Typical of the time, they also make videos, with like a 5p budget.
The female star of the videos is the unreadable girl across the street, who transfixes the lead singer.
No great revelations plotwise in quite likeable film.
Cast is almost perfect.  Don’t just watch the videos, watch it whole.
Wonderful movie and great pairing with God Help The Girl.

2022/09/26

Run Lola Run - 1998 - Germany

Run Lola Run - 1998 - 7/10
AKA - Lola Rennt

 
Manni phones Lola, begging her to find cash to repay a gangster.
If she cannot find the money in twenty minutes, he will rob a bank.
And Lola runs.
Three times, each time running moments ahead or behind (note the overhead train).
Manni and Lola are only lightly sketched, their relationship even less so.
The film itself is breathless action, the run against time, against destinies.
Brilliantly conceived and executed alternate timeslips.

Soylent Green - 1973 - USA

Soylent Green - 1973 - 6/10

 
Yesterday’s future today!
New York in 2022, where Earth is massively overpopulated.
A tiny sliver of humanity live like royalty, blue bloods of wealth and power.
For the teeming unwashed, jobs are nonexistent, utilities are gone, and food dwindling.
Humanity is a barely controlled planet of beggars.
Plotwise, when one of the captains of the food supply is murdered, a detective investigates.
Unsettling Charlton Heston led SciFi grows more relevant each year.
Swelling populations, by the way, are rarely mentioned – in 1973 or today.
Give this film another generation or two, see how accurate predictions were.

Sound It Out - 2012 - UK

Sound It Out - 2012 - 7/10

 
Documentary about the last surviving record shop in Teeside.
The owner is a music expert, his loyal assistant has his own expertise, the backroom girl runs the computer and ensures they make money.
Obsessive collectors are profiled, 99% of whom are guys.
They share their stories, display their treasures, warble on and on about the glories of vinyl.
One man - owner, I think - commented that vinyl holds memories.
Fair enough.  I used a similar phrase when reviewing All Things Must Pass, doc about the demise of Tower Records.
This would make a fine companion to that, and in many ways is more satisfying.
Watching the tiny survivor after the monster chain failed to crush it.

I have friends from my record shop days.  A few still dream about setting up a record store, mostly vinyl.
Anytime they float the idea, I shake my head.
This shop is exactly how they envision it, and exactly why I always tell ‘em no way.

2022/09/25

The Pleasure Girls - 1965 - UK

The Pleasure Girls - 1965 - 6/10

 
Country girl arrives in Swinging London and moves into flat with several other girls.
Boys, money problems, parties, clothes shopping, moral decisions.
Considerably fresher and more realistic than 1969's Take A Girl Like You.
This has a grittier edge and seems a good period piece showing that time.  
Ian McShane and Francesca Annis lead, with Klaus Kinski as well dressed slumlord.
The parties and gambling are reminiscent of those in A Hard Days Night only more middle class.
Obscure music track, too.  I couldn’t tag a song.
The European cut features nudity, sexual situations, and graphic violence.

Iris - 2001 - UK

Iris - 2001 - 7/10

 
Inventive biopic of author Iris Murdoch with husband, John Bayley.
Shown young and giddy with life.

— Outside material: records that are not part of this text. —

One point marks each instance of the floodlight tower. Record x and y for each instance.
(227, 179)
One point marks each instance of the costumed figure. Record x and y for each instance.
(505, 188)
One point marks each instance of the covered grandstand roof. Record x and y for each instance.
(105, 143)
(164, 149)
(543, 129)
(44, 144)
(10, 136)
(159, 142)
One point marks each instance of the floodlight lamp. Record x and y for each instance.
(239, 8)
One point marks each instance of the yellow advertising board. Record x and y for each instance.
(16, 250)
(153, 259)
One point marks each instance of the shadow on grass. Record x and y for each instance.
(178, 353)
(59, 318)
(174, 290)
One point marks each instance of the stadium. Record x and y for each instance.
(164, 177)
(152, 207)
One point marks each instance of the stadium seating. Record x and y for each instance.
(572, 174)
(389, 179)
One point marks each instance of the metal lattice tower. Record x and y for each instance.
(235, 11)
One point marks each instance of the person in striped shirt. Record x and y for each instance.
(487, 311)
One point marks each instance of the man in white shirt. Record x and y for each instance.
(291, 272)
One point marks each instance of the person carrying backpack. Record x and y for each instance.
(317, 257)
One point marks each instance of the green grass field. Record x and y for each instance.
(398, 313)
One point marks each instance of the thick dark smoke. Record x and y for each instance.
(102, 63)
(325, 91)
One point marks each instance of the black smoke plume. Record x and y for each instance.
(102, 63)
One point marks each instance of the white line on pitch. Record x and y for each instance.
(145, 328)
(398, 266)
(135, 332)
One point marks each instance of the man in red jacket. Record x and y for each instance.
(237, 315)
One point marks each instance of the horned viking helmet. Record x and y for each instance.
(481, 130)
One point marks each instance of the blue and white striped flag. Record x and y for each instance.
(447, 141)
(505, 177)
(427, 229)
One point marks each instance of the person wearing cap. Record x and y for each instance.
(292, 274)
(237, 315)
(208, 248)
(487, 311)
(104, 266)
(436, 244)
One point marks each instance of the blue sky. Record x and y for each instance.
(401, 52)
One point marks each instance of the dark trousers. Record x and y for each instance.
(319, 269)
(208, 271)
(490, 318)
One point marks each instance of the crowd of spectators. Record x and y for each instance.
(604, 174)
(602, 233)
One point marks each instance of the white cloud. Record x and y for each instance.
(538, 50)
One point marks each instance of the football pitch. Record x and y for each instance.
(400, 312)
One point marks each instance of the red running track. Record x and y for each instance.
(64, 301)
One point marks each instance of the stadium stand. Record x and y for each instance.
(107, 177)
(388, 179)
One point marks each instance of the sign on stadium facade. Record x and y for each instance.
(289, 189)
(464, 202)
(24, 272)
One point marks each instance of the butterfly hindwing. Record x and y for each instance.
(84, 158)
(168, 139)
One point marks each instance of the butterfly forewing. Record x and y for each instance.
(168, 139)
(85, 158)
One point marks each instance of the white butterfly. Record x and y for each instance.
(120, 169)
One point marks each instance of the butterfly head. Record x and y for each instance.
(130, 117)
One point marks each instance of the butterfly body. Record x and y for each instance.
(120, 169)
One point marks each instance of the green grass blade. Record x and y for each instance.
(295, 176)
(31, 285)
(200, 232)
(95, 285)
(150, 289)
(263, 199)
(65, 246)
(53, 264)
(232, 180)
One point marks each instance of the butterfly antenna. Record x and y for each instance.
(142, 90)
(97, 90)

Kate Winslet and Hugh Bonneville.
And far older, beset with Alzheimer’s and decline, Judy Dench and Jim Broadbent.
A memorable film of love and devotion, ecstasy and loss.
Their lives are shown in flashbacks and “moments”.
One of those trajectories that grow more worrisome with each passing year.

Plenty - 1985 - UK

Plenty - 1985 - 6/10

 
During World War II, Susan fought with the French Resistance.
Little did she suspect, that would be a personal and emotional high point.
She cannot, or will not, readjust to a less stressful life.
With friends, associates, lovers, Susan vents, or abuses, or allows herself to be corralled.
Her character is a maddening study in frustration and disappointment.
A film I appreciated more than enjoyed.
Likewise Meryl Streep’s portrayal of Susan, though not Susan herself.